DAVID JAMES. Venezuela beset by American dirty tricks (Eureka Street, 30 January 2019)

For those wishing to peer into the heart of darkness, the nexus between big oil and big money is a good place to start. Those who control the energy market and the financial markets control the world.

For the last 70 years that has been the United States, which has possessed the world’s reserve currency, the US dollar, and has maintained control over oil markets. They have done this either through alliances, with countries such as Saudi Arabia, or through war, as with the Iraq conflicts, which led to the killing of over one million people, mostly civilians.

The latest victim of this brutal intersection of big oil and big money is Venezuela, a country that has made the mistake of having the biggest oil reserves in the world, which are also of a very high quality.

The undermining of Venezuela by American dirty tricks has been going on for a long time. But now the lies and propaganda are being ratcheted up. Just as in the Iraq war or the wars with Libya and Syria, mindless media outlets are blaring out a narrative in which the ‘bad guys’ have to be taken out with extreme prejudice so that America and its allies can rescue the long-suffering people of that nation.

In essence, the argument (if one can call it that) is that to liberate these people we have to turn their country into rubble — and then they will have peace and democracy. A bit like bashing someone on the head with a baseball bat in order to improve their health.

Such horrible illogic, which dresses up extreme violence as the ‘right thing to do’, is now being used by the US Secretary of State, Mike Pompeo. He has said of President Maduro that ‘his regime is morally bankrupt, it’s economically incompetent and it is profoundly corrupt. It is undemocratic to the core.’

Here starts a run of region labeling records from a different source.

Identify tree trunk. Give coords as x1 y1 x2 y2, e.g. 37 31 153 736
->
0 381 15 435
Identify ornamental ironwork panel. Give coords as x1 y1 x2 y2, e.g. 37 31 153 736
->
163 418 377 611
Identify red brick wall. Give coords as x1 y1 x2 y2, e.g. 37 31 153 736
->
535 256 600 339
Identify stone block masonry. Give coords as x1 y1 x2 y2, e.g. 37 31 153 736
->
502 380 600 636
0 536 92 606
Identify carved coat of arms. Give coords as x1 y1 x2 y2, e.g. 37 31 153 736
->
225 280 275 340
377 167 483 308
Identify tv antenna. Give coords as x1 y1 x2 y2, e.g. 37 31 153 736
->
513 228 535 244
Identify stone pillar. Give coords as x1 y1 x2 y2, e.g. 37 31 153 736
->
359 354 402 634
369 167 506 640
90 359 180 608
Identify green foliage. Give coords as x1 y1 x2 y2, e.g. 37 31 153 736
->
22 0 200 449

It seems to scarcely matter that these claims are largely false. Yet it is worth pointing out that it is the US that is the country that is morally bankrupt — as has been seen with the series of aggressive, illegal wars they have fought this century. There was never any apology, for example, for invading Iraq on a false pretext, even though it was a crime of aggression. Venezuela, meanwhile, has invaded no-one.

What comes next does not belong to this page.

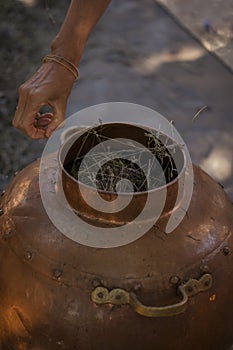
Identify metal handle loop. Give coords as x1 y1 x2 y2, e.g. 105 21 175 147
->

Venezuela has experienced economic problems, and the nation’s leaders could be described as economically incompetent to a degree, although that was largely because their attempts to redistribute wealth were not as successful as they might have been. But how, exactly, does this constitute a reason to destroy the country?

Venezuela has corruption, especially after the sanctions were imposed, but most countries are corrupt, at least to some degree. That is no reason to destroy them.

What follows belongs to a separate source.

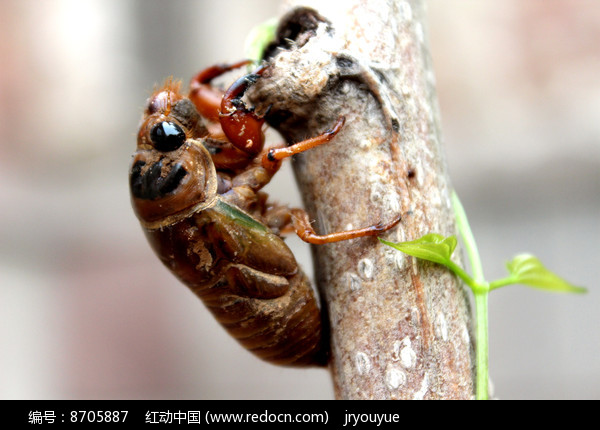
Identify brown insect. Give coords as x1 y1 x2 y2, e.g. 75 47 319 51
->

In America there is a $US21 trillion hole — ‘unsupported adjustments’ — in the accounts of the Department of Defense and the Department of Housing and Urban Development for the years 1998-2015 (that is not a typo). Total US government debt is only about $US16 trillion; it is more than the US has spent on its military in its entire history. So should we start bombing the US to teach it a lesson about the need for government to be transparent and accountable, the absence of which is an invitation to corruption?

Some of Pompeo’s lies are so blatant one wonders how this self described ‘evangelical Christian’ can look at himself in the mirror. Venezuela is not ‘undemocratic to the core’. Maduro won an election less than a year ago.

The west’s thievery is intensifying. The Bank of England is refusing to hand over $US1.2 billion of the country’s gold, while the UK foreign office urges the bank to give it instead to the opposition leader Juan Guaidó. America has confiscated all the Venezuelan money it can get its hands on.

It adds up to a callous bid for control of the energy resources in the Caribbean Basin designed to gain more influence over the world energy markets. The aim is to grab hold of Venezuela’s oil in order to establish a competitor to OPEC, which is dominated by the Saudis and the Russians.

Much will depend on which side the Venezuelan military sides with. At the moment, that looks to be Maduro. His efforts to get around the sanctions using a Petro cryptocurrency have also had some success, although it represents a threat to the hegemony of the US dollar, which will only make America more aggressive. Two other superpowers, China and Russia — both also targets of America — have an obvious interest in developing some alignment, if only to provide new markets.

America’s greed and appetite for self righteous, astoundingly hypocritical violence — to date, mainly through sanctions in Venezuela — will not go away any time soon.

Yet amidst all the lying, there is an occasional glimmer of truth. John Bolton, America’s National Security adviser, explained what it is really all about. ‘It will make a big difference to the United States economically if we could have American oil companies invest in and produce the oil capabilities in Venezuela.’ Goodness, there is a buck to be made.

David James is the managing editor of businessadvantagepng.com. He has a PhD in English literature and is author of the musical comedy The Bard Bites Back, which is about Shakespeare’s ghost.